S. Plattard, J. Blons, D. Paya
Nuclear Science and Engineering | Volume 61 | Number 4 | December 1976 | Pages 477-495
Technical Paper | doi.org/10.13182/NSE76-A14485
Articles are hosted by Taylor and Francis Online.
The neutron-induced fission cross section of 237Np was measured between 3 eV and 2 MeV by the time-of-flight technique using a gas scintillator as a fission fragment detector. Two measurements were carried out with the Saclay 60-MeV Linac used as a pulsed-neutron source. The first measurement, with a nominal resolution of 2 ns/m, was performed in the 3-eV to 35-keV energy range, where the fission cross section exhibits the well-known intermediate structure.
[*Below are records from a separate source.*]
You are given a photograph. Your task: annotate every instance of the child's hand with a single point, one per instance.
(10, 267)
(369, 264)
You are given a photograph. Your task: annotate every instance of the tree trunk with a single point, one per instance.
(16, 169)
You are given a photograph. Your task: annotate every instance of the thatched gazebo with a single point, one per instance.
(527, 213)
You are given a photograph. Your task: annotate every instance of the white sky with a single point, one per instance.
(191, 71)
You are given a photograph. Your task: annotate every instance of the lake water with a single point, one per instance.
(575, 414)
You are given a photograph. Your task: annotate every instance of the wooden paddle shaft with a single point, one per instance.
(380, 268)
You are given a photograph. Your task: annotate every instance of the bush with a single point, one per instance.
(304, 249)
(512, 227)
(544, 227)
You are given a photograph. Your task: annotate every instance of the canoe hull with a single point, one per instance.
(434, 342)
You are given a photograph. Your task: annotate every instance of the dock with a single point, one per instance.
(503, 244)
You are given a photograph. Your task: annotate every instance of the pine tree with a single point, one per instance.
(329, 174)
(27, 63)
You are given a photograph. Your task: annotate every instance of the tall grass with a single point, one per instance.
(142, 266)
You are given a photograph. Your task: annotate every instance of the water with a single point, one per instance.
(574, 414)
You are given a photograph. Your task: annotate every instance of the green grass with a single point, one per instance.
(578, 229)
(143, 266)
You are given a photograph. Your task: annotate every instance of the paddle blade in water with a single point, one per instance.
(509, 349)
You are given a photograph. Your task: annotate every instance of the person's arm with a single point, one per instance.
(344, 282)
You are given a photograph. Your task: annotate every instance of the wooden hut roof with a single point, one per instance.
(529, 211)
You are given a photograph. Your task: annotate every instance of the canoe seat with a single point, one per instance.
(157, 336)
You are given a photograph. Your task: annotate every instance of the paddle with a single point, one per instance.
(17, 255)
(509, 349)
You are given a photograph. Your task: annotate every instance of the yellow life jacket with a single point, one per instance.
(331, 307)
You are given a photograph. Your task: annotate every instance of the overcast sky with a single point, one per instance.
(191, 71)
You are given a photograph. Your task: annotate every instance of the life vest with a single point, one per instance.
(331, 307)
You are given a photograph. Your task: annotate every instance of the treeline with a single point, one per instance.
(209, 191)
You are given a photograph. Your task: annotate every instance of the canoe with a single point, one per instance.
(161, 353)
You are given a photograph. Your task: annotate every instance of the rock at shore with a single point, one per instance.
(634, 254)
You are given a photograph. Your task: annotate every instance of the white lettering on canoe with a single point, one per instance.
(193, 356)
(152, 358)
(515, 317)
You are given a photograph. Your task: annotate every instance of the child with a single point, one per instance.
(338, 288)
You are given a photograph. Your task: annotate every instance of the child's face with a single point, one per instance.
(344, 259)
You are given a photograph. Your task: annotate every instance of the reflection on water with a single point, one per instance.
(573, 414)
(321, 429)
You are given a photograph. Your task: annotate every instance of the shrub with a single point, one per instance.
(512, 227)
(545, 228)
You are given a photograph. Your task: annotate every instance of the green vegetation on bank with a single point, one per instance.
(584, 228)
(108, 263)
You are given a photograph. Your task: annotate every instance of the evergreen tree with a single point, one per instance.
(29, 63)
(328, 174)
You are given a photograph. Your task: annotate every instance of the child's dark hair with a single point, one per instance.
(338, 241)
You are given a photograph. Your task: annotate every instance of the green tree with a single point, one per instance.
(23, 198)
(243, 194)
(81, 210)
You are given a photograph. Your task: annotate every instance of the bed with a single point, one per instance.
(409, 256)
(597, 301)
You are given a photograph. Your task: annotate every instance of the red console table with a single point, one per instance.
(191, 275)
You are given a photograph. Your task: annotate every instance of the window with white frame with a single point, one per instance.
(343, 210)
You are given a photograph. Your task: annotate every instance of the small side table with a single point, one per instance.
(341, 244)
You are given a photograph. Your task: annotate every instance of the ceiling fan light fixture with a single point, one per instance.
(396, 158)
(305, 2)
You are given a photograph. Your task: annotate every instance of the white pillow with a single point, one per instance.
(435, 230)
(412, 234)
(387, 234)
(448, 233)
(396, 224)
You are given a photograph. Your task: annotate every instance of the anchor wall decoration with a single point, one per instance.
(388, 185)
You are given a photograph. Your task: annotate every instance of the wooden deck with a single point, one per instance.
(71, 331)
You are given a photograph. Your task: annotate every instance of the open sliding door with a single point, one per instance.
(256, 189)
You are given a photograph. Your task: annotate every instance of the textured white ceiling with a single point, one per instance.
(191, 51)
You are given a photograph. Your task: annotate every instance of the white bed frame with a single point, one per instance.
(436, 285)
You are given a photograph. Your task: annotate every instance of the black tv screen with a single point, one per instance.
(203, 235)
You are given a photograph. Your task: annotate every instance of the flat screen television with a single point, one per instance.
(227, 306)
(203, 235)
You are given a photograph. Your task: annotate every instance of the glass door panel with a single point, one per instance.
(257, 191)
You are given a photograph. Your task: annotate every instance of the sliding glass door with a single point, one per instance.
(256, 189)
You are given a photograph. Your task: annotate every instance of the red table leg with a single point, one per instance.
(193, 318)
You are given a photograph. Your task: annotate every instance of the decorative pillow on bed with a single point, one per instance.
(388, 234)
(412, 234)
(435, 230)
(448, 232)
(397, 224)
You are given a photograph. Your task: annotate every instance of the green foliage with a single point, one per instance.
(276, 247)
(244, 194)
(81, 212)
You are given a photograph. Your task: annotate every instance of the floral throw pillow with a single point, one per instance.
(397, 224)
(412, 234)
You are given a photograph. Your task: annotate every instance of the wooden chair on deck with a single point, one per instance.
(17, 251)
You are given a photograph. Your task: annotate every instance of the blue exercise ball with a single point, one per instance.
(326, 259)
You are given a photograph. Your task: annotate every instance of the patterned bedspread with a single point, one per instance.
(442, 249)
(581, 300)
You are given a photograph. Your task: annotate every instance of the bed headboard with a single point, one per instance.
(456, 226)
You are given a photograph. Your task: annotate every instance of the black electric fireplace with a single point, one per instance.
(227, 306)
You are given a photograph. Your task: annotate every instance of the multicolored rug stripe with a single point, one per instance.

The samples were cooled to liquid nitrogen temperature to reduce the Doppler broadening predominant below 50 eV. Thanks to good statistics and to a very low background, a shape resonance analysis was possible up to 155 eV, the quoted uncertainties on the fission widths being essentially due to inaccurate neutron widths. The second experiment was run from 25 keV to 2 MeV, with a nominal resolution of 0.3 ns/m, and showed a structureless fission cross section. The agreement with the Physics 8 underground nuclear explosion data seems to be very poor in the resonance region, whereas it is more satisfactory for higher energies. Neptunium-238 fission barrier parameters were deduced from the collected data and agree fairly well with published results.